No abs light is on during this process. 
No fault codes were found with both a torque app and vag com.
my initial theory is that the wheel speed sensor on the right front is not working properly. 
Vcds confirmed it. The sensor is not 100% operational. We tried replacing with a sensor from junk yard but still no good.
is it worth buying a new one and give it a try? 
My local garage said that the abs computer has to be replaced.
any suggestions would be appreciated.

Great forum btw...
thx


----------



## GasInMyVeins (Jul 11, 2010)

Try a new sensor (or another junkyard one) first. I had this exact issue on my wife's Beetle and it turned out that the previous owner had an accident and in repairing it, the shop didn't install the C-clip that keeps the hub in the spindle.

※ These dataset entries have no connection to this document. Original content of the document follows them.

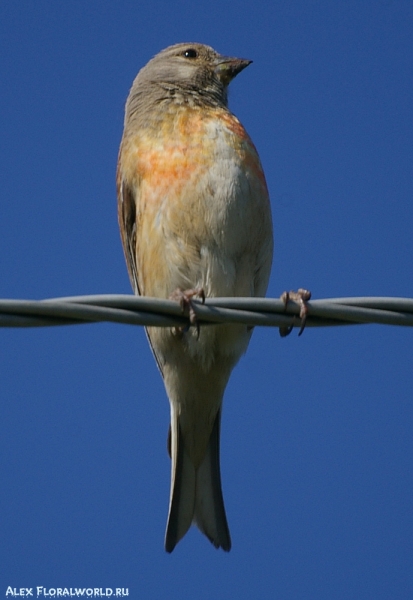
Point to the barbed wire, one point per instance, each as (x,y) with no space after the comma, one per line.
(267,312)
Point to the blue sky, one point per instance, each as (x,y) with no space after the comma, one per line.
(317,448)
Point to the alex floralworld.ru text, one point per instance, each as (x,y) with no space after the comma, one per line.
(67,592)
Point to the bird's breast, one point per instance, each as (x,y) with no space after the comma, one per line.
(199,185)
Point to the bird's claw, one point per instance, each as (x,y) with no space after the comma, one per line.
(184,297)
(301,297)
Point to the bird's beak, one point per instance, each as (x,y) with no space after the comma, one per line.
(228,67)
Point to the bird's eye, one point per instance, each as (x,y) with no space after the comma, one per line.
(190,53)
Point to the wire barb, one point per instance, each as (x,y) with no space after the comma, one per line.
(155,312)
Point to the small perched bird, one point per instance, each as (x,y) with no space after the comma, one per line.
(195,219)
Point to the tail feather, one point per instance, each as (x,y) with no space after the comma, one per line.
(209,513)
(196,494)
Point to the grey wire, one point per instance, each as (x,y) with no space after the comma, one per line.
(133,310)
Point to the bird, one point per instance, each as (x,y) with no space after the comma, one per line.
(195,222)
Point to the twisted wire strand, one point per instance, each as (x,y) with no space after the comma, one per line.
(269,312)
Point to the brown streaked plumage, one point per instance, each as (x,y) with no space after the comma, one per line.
(194,213)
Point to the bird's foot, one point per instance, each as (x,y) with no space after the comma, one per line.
(301,297)
(184,297)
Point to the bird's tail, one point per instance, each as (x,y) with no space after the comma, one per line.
(196,494)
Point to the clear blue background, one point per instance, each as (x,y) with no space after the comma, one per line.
(317,450)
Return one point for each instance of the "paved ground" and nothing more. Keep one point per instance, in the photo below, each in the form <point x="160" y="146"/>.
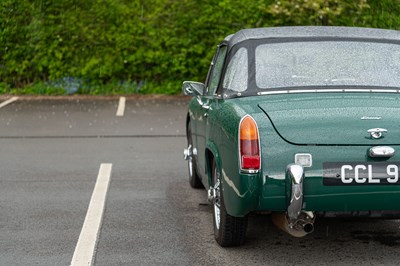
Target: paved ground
<point x="51" y="152"/>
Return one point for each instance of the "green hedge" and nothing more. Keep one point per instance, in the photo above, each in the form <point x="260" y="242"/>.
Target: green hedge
<point x="145" y="46"/>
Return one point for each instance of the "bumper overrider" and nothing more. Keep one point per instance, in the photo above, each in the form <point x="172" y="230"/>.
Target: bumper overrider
<point x="295" y="221"/>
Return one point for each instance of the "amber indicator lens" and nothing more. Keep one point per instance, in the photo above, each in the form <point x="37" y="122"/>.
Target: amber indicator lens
<point x="249" y="144"/>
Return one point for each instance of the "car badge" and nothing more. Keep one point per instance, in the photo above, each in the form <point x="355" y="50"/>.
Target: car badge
<point x="376" y="133"/>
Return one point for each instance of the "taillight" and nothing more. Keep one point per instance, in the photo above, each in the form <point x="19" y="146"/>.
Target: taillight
<point x="249" y="146"/>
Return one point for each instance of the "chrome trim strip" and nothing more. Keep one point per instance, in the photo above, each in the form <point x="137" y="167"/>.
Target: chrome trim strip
<point x="327" y="91"/>
<point x="381" y="152"/>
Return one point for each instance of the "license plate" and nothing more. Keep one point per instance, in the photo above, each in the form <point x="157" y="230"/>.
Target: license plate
<point x="363" y="173"/>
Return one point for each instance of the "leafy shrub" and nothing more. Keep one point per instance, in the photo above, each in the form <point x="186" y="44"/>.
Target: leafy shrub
<point x="124" y="46"/>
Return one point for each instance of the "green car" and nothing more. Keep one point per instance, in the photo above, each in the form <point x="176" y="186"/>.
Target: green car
<point x="299" y="123"/>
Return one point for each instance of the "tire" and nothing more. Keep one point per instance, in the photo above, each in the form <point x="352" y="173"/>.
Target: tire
<point x="194" y="179"/>
<point x="228" y="230"/>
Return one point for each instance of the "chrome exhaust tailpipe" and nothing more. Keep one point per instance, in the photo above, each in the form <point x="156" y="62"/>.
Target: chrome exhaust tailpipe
<point x="300" y="227"/>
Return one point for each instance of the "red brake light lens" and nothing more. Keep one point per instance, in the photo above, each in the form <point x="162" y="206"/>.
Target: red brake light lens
<point x="249" y="144"/>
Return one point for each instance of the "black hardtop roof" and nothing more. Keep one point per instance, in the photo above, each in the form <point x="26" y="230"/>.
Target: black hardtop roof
<point x="312" y="32"/>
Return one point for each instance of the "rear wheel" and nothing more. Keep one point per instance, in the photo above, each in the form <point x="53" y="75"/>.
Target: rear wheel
<point x="194" y="179"/>
<point x="228" y="230"/>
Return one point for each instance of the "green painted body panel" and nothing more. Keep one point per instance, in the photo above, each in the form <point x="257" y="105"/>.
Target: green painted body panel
<point x="333" y="132"/>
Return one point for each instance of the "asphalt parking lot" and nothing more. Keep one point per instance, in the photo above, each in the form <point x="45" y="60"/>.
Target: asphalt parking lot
<point x="54" y="151"/>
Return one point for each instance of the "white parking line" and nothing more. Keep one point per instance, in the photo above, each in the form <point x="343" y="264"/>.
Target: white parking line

Over time, the hub had moved a good 10 mm out, taking the wheel and ABS ring with it, which moved the sensor (mounted to the spindle) out of range. I knocked the hub back in place, put the C-clip in, and everything was good.


----------



## Mk4sdi (Jul 16, 2015)

Thanks
will try to see if i have this "c clip" thing...
any pointers or pics on where it's located?...
will order a new sensor on ebay today


----------



## GasInMyVeins (Jul 11, 2010)

It sits inside the spindle where the wheel bearing is. Look up a DIY on front wheel bearings and you'll see what I mean.


----------



## JazzGTI (Jul 23, 2003)

check your wheel bearing. They can cause this issue.


----------